Several effective treatments have repeatedly been shown to decrease mortality in patients with CHF. These include ACE inhibition (CONSENSUS, SOLVD trials), and the use of beta-blockers (MERIT and the U.S. Carvedilol Studies). Diuretics, such as furosemide, although never shown to lower mortality, should be part of a standard regimen to help maintain euvolemia. In addition to the therapies named above it has been shown that the implantation of an ICD (implantable defibrillator) reduced mortality in patients with ischemic heart disease and an ejection fraction of less than 30 by 31% (MADIT 2 trial). The rationale behind the increased use of an ICD is patients with reduced ventricular function after an MI are at increased risk for life-threatening ventricular arrhythmias. Several randomized trials have shown that electrical therapy with ICD is superior to medical therapy in both primary and secondary prevention of sudden cardiac death in patients with reduced left ventricular function. However, patients with ischemic cardiomyopathy showed improved survival, while the data from patients nonischemic cardiomyopathy was not as convincing.

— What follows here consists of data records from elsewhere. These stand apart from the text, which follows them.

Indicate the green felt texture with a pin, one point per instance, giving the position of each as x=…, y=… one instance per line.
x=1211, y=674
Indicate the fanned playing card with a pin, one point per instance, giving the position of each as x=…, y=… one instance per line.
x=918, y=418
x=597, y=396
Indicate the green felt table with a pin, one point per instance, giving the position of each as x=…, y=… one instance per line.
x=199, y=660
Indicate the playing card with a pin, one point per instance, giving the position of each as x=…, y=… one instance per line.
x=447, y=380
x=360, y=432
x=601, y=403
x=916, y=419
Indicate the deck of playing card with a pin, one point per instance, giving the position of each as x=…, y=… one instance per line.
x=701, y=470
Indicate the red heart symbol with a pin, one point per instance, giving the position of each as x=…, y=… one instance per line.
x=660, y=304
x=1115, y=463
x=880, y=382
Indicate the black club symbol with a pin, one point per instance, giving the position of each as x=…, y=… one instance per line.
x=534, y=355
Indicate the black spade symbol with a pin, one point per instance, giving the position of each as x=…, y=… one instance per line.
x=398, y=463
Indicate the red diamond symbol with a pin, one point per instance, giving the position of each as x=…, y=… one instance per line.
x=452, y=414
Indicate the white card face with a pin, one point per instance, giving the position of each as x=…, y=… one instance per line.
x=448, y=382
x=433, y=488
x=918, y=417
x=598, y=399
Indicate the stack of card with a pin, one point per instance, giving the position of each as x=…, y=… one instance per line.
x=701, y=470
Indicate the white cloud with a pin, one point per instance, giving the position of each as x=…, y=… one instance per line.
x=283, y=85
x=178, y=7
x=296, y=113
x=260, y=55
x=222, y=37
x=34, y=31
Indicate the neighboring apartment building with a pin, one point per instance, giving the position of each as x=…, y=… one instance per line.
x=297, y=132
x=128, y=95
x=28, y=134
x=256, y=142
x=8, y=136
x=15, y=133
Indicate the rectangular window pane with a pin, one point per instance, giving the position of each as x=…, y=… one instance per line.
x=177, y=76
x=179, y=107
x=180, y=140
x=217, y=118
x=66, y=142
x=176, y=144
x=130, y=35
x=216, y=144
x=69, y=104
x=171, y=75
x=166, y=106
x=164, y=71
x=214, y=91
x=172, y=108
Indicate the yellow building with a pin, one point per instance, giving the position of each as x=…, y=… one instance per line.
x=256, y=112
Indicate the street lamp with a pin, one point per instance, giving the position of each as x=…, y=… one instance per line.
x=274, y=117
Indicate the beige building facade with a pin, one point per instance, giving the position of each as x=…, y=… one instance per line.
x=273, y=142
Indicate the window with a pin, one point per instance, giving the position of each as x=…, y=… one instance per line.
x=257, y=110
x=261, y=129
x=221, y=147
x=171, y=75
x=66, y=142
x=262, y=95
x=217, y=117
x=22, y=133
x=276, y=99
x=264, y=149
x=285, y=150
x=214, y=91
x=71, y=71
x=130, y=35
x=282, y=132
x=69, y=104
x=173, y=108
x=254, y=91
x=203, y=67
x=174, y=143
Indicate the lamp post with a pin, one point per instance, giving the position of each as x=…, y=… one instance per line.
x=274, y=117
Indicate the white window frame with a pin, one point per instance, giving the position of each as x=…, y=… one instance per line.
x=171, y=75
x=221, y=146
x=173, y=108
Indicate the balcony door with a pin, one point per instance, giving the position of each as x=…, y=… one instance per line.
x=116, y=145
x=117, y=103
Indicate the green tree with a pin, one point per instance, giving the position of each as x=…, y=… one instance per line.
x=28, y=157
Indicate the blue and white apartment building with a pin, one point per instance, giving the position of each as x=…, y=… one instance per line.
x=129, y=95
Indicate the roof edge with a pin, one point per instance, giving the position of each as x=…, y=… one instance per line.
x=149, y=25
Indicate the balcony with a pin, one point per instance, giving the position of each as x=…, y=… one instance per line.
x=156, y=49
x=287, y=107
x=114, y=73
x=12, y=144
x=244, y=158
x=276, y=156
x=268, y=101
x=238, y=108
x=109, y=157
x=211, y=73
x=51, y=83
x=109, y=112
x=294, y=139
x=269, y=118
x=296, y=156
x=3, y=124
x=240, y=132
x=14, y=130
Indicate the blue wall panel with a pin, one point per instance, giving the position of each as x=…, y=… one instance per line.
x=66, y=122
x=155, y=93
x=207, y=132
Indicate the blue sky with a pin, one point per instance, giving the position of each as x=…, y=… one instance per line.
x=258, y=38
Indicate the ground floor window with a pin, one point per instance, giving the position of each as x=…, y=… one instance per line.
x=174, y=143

Calcium channel blockers (choice A), including the dihydropyridines such as amlodipine and nifedipine, are potent blood pressure–lowering agents that can be used as second- or third-line agents in the treatment of hypertension. The nondihydropyridines, such as diltiazem or verapamil, have more negative chronotropic effects and are often used to control ventricular rates in atrial fibrillation or other SVTs. Neither class of drug has been shown to decrease overall mortality.

Using digoxin (choice B) as a positive inotropic agent in patients with CHF has no benefit on overall mortality. It has been shown that digoxin does decrease the number of hospital admissions for patients with systolic heart failure.

Nitrates, such as isosorbide dinitrate (choice D), have many therapeutic uses, including the reduction of chest pain in patients with ischemic heart disease as well as being a potent preload reducing agent in acute pulmonary edema. Although nitrates provide symptomatic relief, this class of drugs has never shown a mortality benefit.

Anticoagulation with warfarin (choice E) is often used for prophylaxis against thromboembolism in the setting of atrial fibrillation, a history of pulmonary embolism, or evidence of mural thrombus on echocardiography. The use of warfarin in patients with CHF or ischemic heart disease has never been shown to lower mortality.